New York-headquartered tech firm IBM has at least two dozen Party units with 808 members in China.
3M, a manufacturer of consumer and health care goods, including N95 respirators and other medical products critical to preventing COVID-19 spread, employs at least 230 CCP members within five Party units.
PepsiCo, the multinational snack and beverage company, has 45 employees listed under the company’s Party branch committee.
Dow Chemical Company, one of the world’s three largest chemical producers, lists 337 CCP members in four Party committees.
Other notable U.S. firms on the list include Westin Hotel & Resorts owned by Marriott International (23 members); analytics firm Nielsen Holdings (94); leading food company Mars Food (14); and insurance provider MetLife (31).

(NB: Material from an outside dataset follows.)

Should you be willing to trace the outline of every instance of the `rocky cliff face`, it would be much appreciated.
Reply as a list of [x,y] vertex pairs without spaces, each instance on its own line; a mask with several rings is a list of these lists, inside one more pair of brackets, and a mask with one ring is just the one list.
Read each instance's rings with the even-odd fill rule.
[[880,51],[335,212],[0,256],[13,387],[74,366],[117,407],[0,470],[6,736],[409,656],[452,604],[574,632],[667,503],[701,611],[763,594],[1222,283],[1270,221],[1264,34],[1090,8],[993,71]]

The U.S. companies and Party branches mentioned are by no means exhaustive. As of 2016, around 75,000 foreign businesses—accounting for over 70 percent of the roughly 106,000 foreign firms in China—have established Party units, according to state-run media People’s Daily.

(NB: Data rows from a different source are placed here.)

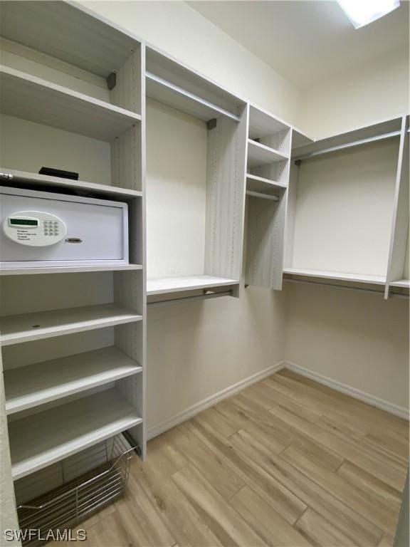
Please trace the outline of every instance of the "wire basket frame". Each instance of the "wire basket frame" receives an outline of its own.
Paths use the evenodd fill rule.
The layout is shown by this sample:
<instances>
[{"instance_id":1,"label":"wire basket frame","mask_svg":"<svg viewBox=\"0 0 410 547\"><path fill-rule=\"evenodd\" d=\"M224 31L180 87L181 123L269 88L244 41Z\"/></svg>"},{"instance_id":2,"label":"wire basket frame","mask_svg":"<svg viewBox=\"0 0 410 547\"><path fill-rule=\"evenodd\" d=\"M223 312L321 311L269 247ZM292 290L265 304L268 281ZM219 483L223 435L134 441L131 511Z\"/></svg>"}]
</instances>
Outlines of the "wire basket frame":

The development of CCP units picked up pace from 2002, after Beijing’s top leadership “wrote the obligations of nonpublic firms’ Party organizations into the Party charter, providing evidence for the nonpublic firms’ Party organizations to host activities and play their roles,” according to Chinese media reports from 2002.
State media reported that the country currently has nearly 92 million CCP members. While the database represents only a small fraction of the total membership, it’s a key piece of the puzzle for uncovering the regime’s penetration of international companies, said Bill Gertz, national security correspondent for The Washington Times in an interview.

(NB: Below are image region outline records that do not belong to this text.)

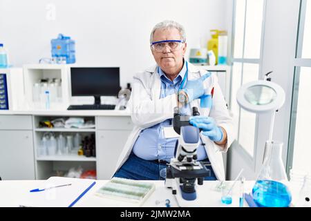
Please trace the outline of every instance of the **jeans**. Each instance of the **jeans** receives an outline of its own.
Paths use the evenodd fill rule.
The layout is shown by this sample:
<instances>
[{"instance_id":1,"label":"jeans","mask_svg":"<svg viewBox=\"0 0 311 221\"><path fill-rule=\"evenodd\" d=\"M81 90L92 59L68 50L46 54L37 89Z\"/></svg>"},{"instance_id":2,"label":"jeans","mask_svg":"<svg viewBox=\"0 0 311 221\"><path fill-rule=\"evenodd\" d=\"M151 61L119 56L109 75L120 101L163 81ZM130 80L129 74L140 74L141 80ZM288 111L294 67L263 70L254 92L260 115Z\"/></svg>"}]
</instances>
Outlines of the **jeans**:
<instances>
[{"instance_id":1,"label":"jeans","mask_svg":"<svg viewBox=\"0 0 311 221\"><path fill-rule=\"evenodd\" d=\"M204 180L217 180L211 166L210 165L205 166L211 173L210 176L205 177ZM131 153L129 159L113 177L139 180L164 180L164 178L162 177L160 173L162 169L167 167L167 165L165 164L145 160Z\"/></svg>"}]
</instances>

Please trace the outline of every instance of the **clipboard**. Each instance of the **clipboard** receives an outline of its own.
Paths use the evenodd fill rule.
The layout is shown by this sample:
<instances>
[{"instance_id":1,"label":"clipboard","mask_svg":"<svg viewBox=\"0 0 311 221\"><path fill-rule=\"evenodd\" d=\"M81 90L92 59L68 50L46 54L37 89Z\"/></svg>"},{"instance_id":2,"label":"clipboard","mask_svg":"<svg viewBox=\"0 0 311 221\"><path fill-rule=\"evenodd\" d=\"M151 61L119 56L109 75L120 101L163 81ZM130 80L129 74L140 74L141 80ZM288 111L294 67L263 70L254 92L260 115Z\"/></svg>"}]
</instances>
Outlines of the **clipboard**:
<instances>
[{"instance_id":1,"label":"clipboard","mask_svg":"<svg viewBox=\"0 0 311 221\"><path fill-rule=\"evenodd\" d=\"M48 188L70 183L71 185L40 192L26 189L19 202L21 207L73 207L96 184L94 180L50 177L35 188Z\"/></svg>"}]
</instances>

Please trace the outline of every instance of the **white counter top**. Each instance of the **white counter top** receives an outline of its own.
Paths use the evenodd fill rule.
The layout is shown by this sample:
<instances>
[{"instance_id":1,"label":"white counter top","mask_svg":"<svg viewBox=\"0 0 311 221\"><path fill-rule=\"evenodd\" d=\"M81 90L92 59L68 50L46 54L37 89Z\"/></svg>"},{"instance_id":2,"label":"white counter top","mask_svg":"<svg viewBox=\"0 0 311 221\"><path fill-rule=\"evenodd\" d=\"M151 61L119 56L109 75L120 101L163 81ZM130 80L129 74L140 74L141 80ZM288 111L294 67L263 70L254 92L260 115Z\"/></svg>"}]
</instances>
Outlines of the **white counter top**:
<instances>
[{"instance_id":1,"label":"white counter top","mask_svg":"<svg viewBox=\"0 0 311 221\"><path fill-rule=\"evenodd\" d=\"M131 116L128 110L0 110L1 115L30 115L41 116Z\"/></svg>"}]
</instances>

Early this month, the Trump administration imposed travel restrictions on CCP members and their immediate families, reducing the maximum duration of stay for those with B1/B2 visitor visas from 10 years to one month.
The Party Network
Creating more Party units within companies in China has been one of the top priorities for the CCP’s Organization Department, a core Party organ that oversees staffing of government officials nationwide, according to Qi Yu, a former deputy head of the department.
Qi, who currently serves as the Party committee secretary at the Chinese foreign ministry, said at an October 2017 news conference in Beijing that the regime requires corporate Party organizations to “organically integrate Party activities with the firm’s production in order to support companies’ healthy development,” according to People’s Daily.